Let $k$ be an algebraically closed field.
Consider a map $$F: k^n \rightarrow k^n,$$ defined by $$F(x_1,\ldots,x_n)=(f_1(x_1,\ldots,x_n),\ldots,f_n(x_1,\ldots,x_n)),$$ where $f_1,\ldots,f_n$ are polynomials.
The Jacobian of $F$, which I denote $J$, is the determinant of the matrix $dF$ where the $(i,j)$-th entry of $dF$ is $\partial f_i/\partial x_j$. (The matrix $dF$ gives the induced map on the tangent bundle, or maybe it's the cotangent bundle; it doesn't matter for this question.)
Since $F$ is given by polynomials, the entries of $dF$ are polynomials and $J$ is a polynomial.
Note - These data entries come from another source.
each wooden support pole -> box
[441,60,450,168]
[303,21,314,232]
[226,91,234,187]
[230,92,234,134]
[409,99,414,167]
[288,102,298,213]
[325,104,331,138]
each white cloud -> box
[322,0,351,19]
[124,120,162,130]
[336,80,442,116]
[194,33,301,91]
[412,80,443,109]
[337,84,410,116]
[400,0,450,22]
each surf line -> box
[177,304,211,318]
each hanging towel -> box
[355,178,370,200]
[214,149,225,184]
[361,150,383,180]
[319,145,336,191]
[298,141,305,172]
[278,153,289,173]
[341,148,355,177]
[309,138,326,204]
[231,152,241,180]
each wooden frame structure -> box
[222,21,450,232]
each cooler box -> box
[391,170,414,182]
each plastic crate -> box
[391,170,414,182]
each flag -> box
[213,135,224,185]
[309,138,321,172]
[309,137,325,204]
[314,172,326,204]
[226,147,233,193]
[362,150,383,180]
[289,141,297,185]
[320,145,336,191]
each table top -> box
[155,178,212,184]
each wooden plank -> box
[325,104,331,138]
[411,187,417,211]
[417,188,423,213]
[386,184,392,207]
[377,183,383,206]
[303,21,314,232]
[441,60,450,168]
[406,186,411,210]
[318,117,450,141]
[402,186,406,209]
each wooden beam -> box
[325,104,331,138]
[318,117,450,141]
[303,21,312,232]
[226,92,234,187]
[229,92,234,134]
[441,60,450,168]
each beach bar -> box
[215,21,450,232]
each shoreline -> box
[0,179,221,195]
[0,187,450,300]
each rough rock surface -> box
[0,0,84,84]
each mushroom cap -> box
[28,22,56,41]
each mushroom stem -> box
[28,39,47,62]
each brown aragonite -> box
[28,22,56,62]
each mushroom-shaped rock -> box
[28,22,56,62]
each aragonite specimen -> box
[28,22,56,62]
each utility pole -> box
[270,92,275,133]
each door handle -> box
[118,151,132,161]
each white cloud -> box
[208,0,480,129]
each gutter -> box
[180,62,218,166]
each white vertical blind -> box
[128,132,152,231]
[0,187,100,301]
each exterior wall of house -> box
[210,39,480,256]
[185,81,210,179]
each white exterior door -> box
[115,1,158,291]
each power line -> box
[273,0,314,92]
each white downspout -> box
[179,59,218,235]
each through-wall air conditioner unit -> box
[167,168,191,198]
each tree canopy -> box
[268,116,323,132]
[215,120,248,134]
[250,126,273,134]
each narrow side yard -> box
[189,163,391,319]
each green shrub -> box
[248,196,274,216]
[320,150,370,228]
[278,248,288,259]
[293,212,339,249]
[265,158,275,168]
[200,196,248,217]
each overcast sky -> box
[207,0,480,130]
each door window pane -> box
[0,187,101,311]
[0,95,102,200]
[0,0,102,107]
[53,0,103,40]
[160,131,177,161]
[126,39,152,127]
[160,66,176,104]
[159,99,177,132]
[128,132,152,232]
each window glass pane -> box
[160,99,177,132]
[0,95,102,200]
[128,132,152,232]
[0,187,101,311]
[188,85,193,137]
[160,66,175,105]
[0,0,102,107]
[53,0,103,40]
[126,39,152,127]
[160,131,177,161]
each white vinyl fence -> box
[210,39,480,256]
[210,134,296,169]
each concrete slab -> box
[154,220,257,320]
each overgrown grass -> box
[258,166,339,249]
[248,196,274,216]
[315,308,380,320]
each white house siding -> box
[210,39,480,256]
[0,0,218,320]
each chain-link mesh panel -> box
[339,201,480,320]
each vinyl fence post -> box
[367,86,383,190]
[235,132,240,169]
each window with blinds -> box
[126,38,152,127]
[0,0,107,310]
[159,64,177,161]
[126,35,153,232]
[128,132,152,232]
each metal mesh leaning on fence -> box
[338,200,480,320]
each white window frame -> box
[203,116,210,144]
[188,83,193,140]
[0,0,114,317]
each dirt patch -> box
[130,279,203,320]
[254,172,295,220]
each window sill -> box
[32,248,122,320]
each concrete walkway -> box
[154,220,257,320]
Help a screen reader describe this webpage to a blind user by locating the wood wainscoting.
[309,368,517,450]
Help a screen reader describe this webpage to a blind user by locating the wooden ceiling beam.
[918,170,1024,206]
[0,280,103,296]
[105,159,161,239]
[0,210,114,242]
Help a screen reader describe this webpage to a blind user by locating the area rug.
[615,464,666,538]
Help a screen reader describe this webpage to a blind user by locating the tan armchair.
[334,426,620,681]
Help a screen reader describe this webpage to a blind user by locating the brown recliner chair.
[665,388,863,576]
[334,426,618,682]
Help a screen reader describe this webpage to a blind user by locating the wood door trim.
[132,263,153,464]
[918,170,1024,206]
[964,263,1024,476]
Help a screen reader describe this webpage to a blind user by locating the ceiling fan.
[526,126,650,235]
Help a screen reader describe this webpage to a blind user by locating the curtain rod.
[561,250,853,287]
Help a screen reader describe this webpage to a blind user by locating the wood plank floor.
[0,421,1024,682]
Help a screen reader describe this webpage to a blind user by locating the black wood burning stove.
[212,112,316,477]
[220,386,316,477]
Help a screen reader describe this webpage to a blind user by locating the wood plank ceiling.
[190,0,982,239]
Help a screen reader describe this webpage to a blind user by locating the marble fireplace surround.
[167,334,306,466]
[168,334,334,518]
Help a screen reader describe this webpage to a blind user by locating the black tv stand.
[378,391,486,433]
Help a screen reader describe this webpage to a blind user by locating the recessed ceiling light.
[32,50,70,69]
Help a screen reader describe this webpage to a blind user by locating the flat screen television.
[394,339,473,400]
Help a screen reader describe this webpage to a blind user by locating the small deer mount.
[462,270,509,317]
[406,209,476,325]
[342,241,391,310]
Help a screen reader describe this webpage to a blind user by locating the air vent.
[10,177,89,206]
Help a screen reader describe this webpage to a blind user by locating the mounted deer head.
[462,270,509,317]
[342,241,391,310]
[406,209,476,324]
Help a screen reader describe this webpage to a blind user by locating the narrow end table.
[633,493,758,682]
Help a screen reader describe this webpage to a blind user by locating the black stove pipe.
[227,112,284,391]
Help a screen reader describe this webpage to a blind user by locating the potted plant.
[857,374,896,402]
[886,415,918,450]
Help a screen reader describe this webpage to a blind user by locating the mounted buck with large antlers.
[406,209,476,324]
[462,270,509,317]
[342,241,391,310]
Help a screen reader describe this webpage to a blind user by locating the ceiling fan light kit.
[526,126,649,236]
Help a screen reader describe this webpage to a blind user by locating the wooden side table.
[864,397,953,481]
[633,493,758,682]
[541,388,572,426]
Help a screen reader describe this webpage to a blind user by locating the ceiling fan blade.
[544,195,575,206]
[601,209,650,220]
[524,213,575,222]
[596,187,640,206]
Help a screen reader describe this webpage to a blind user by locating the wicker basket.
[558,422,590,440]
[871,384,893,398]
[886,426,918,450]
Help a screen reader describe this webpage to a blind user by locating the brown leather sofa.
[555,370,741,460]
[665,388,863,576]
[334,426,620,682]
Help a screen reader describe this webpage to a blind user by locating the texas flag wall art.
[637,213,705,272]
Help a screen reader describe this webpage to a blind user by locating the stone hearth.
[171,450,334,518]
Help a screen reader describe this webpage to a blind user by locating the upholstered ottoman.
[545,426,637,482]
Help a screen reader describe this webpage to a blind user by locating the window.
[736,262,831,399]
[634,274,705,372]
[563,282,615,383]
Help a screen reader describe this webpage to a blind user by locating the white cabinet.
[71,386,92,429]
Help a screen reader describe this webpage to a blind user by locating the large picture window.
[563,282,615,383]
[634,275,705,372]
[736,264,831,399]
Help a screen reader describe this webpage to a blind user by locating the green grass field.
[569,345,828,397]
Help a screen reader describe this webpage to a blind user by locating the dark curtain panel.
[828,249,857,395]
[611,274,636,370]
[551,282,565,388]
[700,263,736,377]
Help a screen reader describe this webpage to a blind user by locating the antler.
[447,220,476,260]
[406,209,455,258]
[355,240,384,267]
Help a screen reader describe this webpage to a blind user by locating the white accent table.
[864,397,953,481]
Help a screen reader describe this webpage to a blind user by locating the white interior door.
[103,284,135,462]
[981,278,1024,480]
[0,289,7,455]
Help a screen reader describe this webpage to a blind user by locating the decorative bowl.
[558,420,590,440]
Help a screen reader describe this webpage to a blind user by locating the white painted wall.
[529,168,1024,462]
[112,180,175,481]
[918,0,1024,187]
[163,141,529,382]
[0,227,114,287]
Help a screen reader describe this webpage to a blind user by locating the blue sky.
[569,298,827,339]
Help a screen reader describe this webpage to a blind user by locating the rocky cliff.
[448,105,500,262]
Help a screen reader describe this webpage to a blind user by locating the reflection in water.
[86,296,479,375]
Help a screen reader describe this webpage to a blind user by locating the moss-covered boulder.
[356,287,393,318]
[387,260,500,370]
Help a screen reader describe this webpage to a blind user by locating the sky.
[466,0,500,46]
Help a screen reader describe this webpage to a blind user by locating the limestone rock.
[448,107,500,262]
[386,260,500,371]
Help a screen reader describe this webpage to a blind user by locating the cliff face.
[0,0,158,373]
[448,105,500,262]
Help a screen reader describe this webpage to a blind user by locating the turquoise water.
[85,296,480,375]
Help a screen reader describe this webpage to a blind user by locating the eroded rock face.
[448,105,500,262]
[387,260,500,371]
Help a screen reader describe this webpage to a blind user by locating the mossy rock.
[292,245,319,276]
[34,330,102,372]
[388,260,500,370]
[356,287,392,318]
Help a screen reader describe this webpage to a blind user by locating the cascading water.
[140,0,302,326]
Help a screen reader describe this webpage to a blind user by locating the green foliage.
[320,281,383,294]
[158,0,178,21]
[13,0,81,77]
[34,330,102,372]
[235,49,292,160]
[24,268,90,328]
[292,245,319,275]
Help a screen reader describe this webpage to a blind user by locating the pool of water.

Hence $F$ is a nonsingular map if and only if $J$ is a constant.
The inverse function theorem tells us that $F$ has a smooth inverse map if and only if $J$ is constant. The Jacobian conjecture says that this smooth map is in fact also given by polynomials (in the case where the original map $F$ is given by polynomials).
Question: I would like to know if the Jacobian conjecture is known (or trivial) for the special case where the matrix $dF$ is a triangular matrix with $1$'s on the diagonal. If it is not known, I would like to know if the full Jacobian conjecture is known to be equivalent to this special case.
Motivation: This is a possible strategy for proving that a particular family of maps I have constructed for a particular purpose is in fact invertible within the category of affine algebraic varieties.
EDIT: Clarifying in light of Tom's remark. The inverse function theorem just says that $F$ has a local inverse. The Jacobian conjecture is that $F$ has a global inverse which is given by polynomials.